AS: So even with the USDA and FDA, they’ve lost control and the corporations have more control of the food industry?

RK: Well there’s that woman whose son died of eating a hamburger. The horrible part was the meat that they knew had killed her son stayed on the shelf for 16 days after he died because the USDA did not have the power to recall that meat. I didn’t know that.

AS: I actually took a class in infectious diseases and it was interesting. Every week the professor had new articles and new things going on with food-borne illnesses when we discussed them.

RK: It’s constant. You think with science it should have gotten but it’s getting worse and that’s the scary part but I’m optimistic and I do believe that we’re going to change. I do believe that food safety laws are going to be one of the first things to change. The FDA will be able to gain control to be able to recall but the USDA recalls meat. The laws are so byzantine and none of them have power but it looks like it’s changing.
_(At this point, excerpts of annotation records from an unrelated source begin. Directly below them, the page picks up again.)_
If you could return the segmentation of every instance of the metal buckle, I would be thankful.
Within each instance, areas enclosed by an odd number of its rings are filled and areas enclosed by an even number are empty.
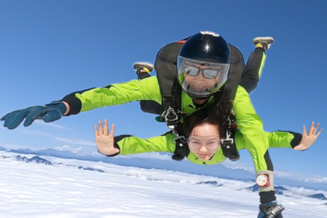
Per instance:
[[[172,140],[174,141],[174,142],[176,143],[176,141],[177,140],[180,140],[182,141],[182,143],[186,143],[187,142],[187,141],[186,139],[185,139],[185,137],[184,136],[178,136],[178,137],[176,137],[175,139],[173,139]]]

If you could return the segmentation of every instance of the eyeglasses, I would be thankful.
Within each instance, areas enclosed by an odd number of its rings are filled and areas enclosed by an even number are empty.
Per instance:
[[[204,78],[212,79],[216,78],[219,73],[221,72],[221,69],[219,70],[212,70],[210,69],[205,69],[204,70],[201,70],[202,71],[202,74]],[[200,71],[199,68],[193,66],[186,65],[184,72],[188,75],[193,77],[196,76],[199,74],[199,72]]]
[[[202,146],[204,146],[208,151],[212,151],[219,147],[220,145],[220,140],[218,136],[190,136],[187,143],[188,146],[194,150],[200,150]]]

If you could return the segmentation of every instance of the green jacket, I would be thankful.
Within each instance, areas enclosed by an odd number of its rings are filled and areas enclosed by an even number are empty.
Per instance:
[[[70,105],[68,115],[142,100],[154,100],[161,103],[161,94],[156,77],[75,93],[62,99]],[[182,109],[187,115],[200,109],[195,107],[191,98],[184,92],[182,101]],[[203,107],[212,106],[213,103],[214,97],[211,97]],[[239,86],[234,100],[234,109],[236,114],[236,124],[243,136],[244,143],[250,148],[251,152],[258,154],[253,159],[256,170],[272,170],[268,169],[271,163],[270,158],[265,156],[269,141],[264,131],[262,121],[252,105],[249,93]]]
[[[301,134],[288,132],[265,132],[265,134],[268,138],[269,148],[292,148],[298,144],[301,138]],[[121,155],[152,152],[173,153],[175,144],[173,140],[175,137],[176,136],[171,133],[147,139],[131,136],[122,139],[120,138],[119,140],[115,141],[115,143],[119,147],[120,150],[119,154]],[[238,131],[235,134],[235,140],[238,151],[242,149],[249,150],[253,159],[256,171],[259,171],[257,161],[255,160],[260,157],[263,158],[260,156],[263,154],[258,152],[258,149],[253,144],[246,143],[243,135]],[[219,148],[212,158],[207,161],[202,161],[198,159],[192,152],[190,152],[187,158],[195,164],[212,165],[222,162],[226,157],[223,156],[221,149]]]

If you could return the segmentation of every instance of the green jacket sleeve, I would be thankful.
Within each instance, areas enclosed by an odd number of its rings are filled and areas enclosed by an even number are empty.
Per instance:
[[[175,137],[174,135],[170,133],[147,139],[130,136],[120,139],[115,143],[120,150],[119,154],[122,155],[152,152],[173,153],[175,143],[172,139]]]
[[[239,86],[234,101],[234,109],[236,124],[240,133],[243,135],[247,149],[252,156],[256,171],[272,171],[271,160],[265,156],[269,147],[269,141],[264,131],[262,121],[257,114],[249,94],[244,88]]]
[[[268,137],[269,148],[294,148],[299,144],[302,139],[301,134],[291,131],[275,131],[265,132],[265,134]],[[235,139],[238,151],[248,148],[242,134],[236,133]]]
[[[294,148],[302,140],[302,134],[293,132],[276,131],[266,133],[269,148]]]
[[[77,92],[62,100],[69,105],[70,111],[68,115],[70,115],[142,100],[154,100],[161,104],[161,94],[156,77]]]

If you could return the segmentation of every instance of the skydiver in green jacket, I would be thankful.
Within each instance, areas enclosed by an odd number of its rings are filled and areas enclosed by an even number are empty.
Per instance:
[[[218,112],[214,107],[199,110],[186,119],[184,123],[185,136],[187,139],[188,148],[187,158],[190,161],[197,164],[212,165],[222,162],[226,157],[224,156],[220,147],[220,142],[225,132],[225,117],[221,109]],[[166,152],[173,153],[175,149],[174,139],[176,136],[171,133],[147,139],[140,139],[132,136],[119,136],[114,137],[114,125],[111,125],[109,131],[108,121],[105,120],[104,126],[101,121],[99,122],[99,131],[94,126],[95,141],[98,151],[108,156],[112,156],[118,154],[128,155],[151,152]],[[309,148],[315,141],[321,132],[318,133],[318,124],[314,127],[312,122],[306,133],[303,126],[303,134],[292,132],[275,131],[265,132],[269,140],[269,147],[291,148],[294,150],[305,150]],[[265,164],[257,160],[263,159],[260,156],[264,156],[266,151],[260,146],[247,143],[244,136],[237,131],[234,140],[237,150],[247,149],[250,152],[255,167],[256,171],[260,170],[258,165]],[[257,184],[261,188],[265,188],[271,186],[268,171],[260,174],[257,178]],[[258,218],[264,216],[273,206],[277,205],[276,199],[268,203],[260,205]],[[276,218],[282,218],[281,214]]]
[[[185,42],[176,61],[178,82],[183,91],[181,109],[185,116],[201,108],[216,105],[214,95],[219,92],[227,80],[231,61],[229,45],[217,33],[202,31]],[[27,126],[35,119],[49,122],[60,119],[62,115],[77,114],[133,101],[153,100],[161,104],[162,99],[158,80],[156,77],[152,77],[76,92],[45,106],[30,107],[11,112],[0,120],[4,121],[4,126],[12,129],[25,118],[24,125]],[[252,105],[249,93],[241,86],[238,87],[234,99],[233,109],[244,142],[267,151],[268,140],[261,119]],[[257,173],[269,171],[272,184],[272,165],[267,152],[266,155],[259,156],[255,161],[258,163]],[[264,189],[265,193],[261,193],[261,196],[270,196],[265,201],[269,202],[269,199],[275,199],[273,187],[271,186]]]

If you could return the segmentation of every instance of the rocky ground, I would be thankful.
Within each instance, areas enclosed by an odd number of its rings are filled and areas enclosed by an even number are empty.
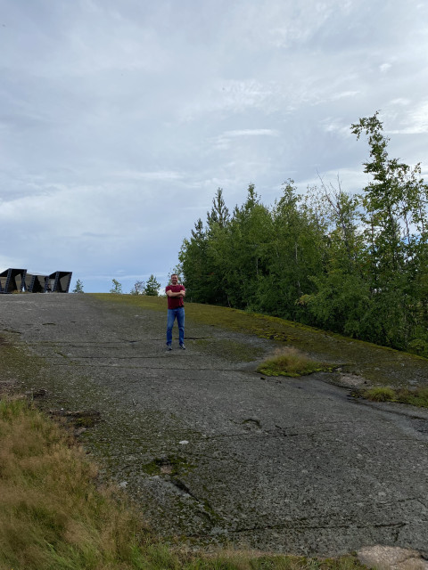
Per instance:
[[[0,352],[17,347],[25,368],[3,381],[72,422],[160,534],[428,555],[428,411],[352,398],[325,375],[262,377],[275,342],[216,322],[189,321],[187,349],[166,353],[165,322],[87,294],[0,296]]]

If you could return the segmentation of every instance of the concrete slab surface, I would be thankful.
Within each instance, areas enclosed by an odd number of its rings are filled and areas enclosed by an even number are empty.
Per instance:
[[[43,357],[17,386],[45,388],[45,410],[100,412],[79,438],[160,534],[428,555],[428,411],[355,400],[321,376],[261,377],[206,341],[258,355],[272,342],[216,326],[187,322],[187,349],[166,353],[165,325],[166,311],[87,294],[0,297],[0,334]]]

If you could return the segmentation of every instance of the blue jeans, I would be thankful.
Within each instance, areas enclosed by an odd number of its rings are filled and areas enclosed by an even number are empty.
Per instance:
[[[185,344],[185,307],[179,306],[177,309],[168,309],[167,320],[167,345],[172,344],[172,327],[177,318],[178,325],[178,342]]]

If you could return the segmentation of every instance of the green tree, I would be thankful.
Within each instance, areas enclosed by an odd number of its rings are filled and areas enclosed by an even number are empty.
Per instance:
[[[145,283],[144,293],[149,297],[158,297],[160,287],[160,283],[157,281],[156,277],[152,274]]]
[[[351,126],[358,139],[363,134],[368,137],[370,148],[364,165],[373,179],[364,188],[362,204],[374,340],[404,348],[415,339],[421,319],[426,327],[428,187],[420,178],[420,165],[412,168],[389,158],[389,139],[378,114]]]
[[[119,283],[116,279],[111,280],[112,287],[110,289],[111,293],[114,293],[116,295],[122,294],[122,284]]]

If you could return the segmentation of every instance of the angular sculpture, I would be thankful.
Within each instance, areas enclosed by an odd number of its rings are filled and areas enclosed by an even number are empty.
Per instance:
[[[50,275],[27,273],[26,269],[9,268],[0,273],[0,293],[68,293],[71,272],[56,271]]]
[[[12,269],[9,267],[0,273],[0,293],[13,293],[21,291],[24,287],[26,269]]]

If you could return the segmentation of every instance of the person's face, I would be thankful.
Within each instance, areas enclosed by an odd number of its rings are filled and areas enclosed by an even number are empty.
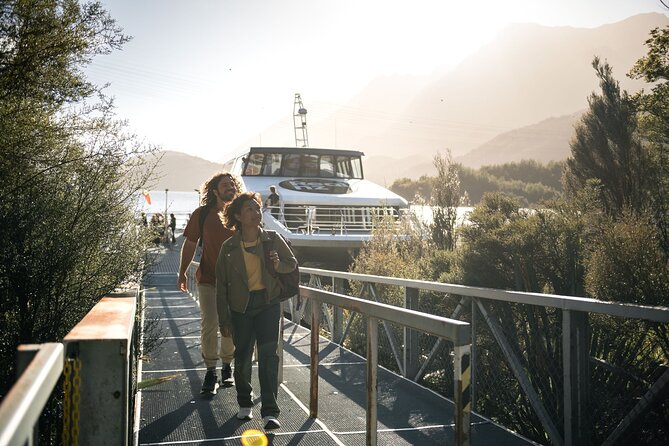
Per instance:
[[[228,201],[232,201],[237,194],[235,182],[232,181],[232,178],[230,177],[221,178],[221,181],[218,182],[218,187],[214,190],[214,194],[216,195],[216,198],[223,202],[227,203]]]
[[[239,220],[242,226],[260,226],[262,220],[260,205],[255,200],[246,200],[239,213],[235,214],[235,218]]]

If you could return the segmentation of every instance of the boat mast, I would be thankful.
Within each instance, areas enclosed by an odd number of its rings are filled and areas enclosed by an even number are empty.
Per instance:
[[[299,93],[295,93],[293,126],[295,127],[295,147],[309,147],[309,135],[307,135],[307,109],[302,105],[302,98]]]

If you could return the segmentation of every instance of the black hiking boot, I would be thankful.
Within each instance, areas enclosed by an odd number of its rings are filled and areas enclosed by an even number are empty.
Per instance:
[[[200,390],[200,393],[216,395],[216,389],[218,389],[216,369],[207,370],[207,373],[204,375],[204,382],[202,383],[202,390]]]
[[[221,385],[223,387],[232,387],[234,384],[235,380],[232,378],[230,364],[223,363],[223,367],[221,367]]]

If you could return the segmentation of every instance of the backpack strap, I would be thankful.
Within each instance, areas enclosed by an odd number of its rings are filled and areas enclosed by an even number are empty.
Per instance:
[[[198,224],[200,226],[200,241],[198,243],[200,247],[202,247],[202,243],[204,240],[204,221],[207,219],[209,211],[211,211],[211,208],[209,206],[200,207],[200,218],[198,219]]]
[[[262,242],[263,253],[265,254],[265,267],[271,276],[276,277],[277,273],[274,269],[274,263],[270,262],[269,260],[269,252],[274,247],[274,241],[276,240],[276,231],[267,229],[265,232],[267,232],[272,239],[271,241],[264,240]]]

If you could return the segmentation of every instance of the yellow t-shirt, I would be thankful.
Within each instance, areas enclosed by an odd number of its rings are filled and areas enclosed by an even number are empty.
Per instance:
[[[246,265],[246,274],[249,279],[249,291],[265,289],[265,284],[262,282],[262,264],[260,263],[262,252],[260,239],[248,243],[242,240],[242,253],[244,253],[244,264]]]

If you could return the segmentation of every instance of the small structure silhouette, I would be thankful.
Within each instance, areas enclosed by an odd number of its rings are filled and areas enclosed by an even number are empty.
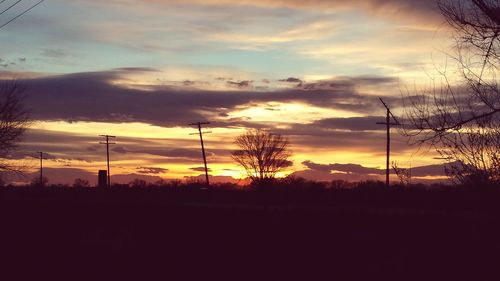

AS: How can the average consumer make the changes and get her voice heard?

RK: First of all, shop at Farmer’s Markets whenever possible. Try to buy organic whenever possible. Try to buy local. But when you go to the supermarket, read labels. All those weird words for corn and soy, they are there to make us sick. Ask questions. Let people know we care. It’s going to change things. If you start asking question, start making changes, it’s going to affect that system. It’ll bring the cost down. As we increase the demand for this, it’ll improve the distribution systems.

AS: What are the biggest issues affecting the food industry?

RK: Well for me it was connecting the dots. The food system’s become industrialized. Corn and soy has become subsidized. The corn and soy is making us sick. One in three Americans is going to get diabetes and it’s going to bankrupt healthcare. We’re not allowed to know what’s in our food. Upton Sinclair in The Jungle wrote about a system that is broken and we kept improving the system but then it got worse and worse again. We use illegal immigrants. Think about a society using people who have no rights grow and process their food. There’s something wrong with that. Not only do we treat the animals badly, we treat the workers badly, and we treat the earth just as badly. And we the consumers are treated badly. So it’s broken.

AS: Why should people care about this film?

RK: Because we eat this stuff everyday. We should know what’s in the food. We’re not telling you what to eat but we’re telling you that you should have the right to know what you eat.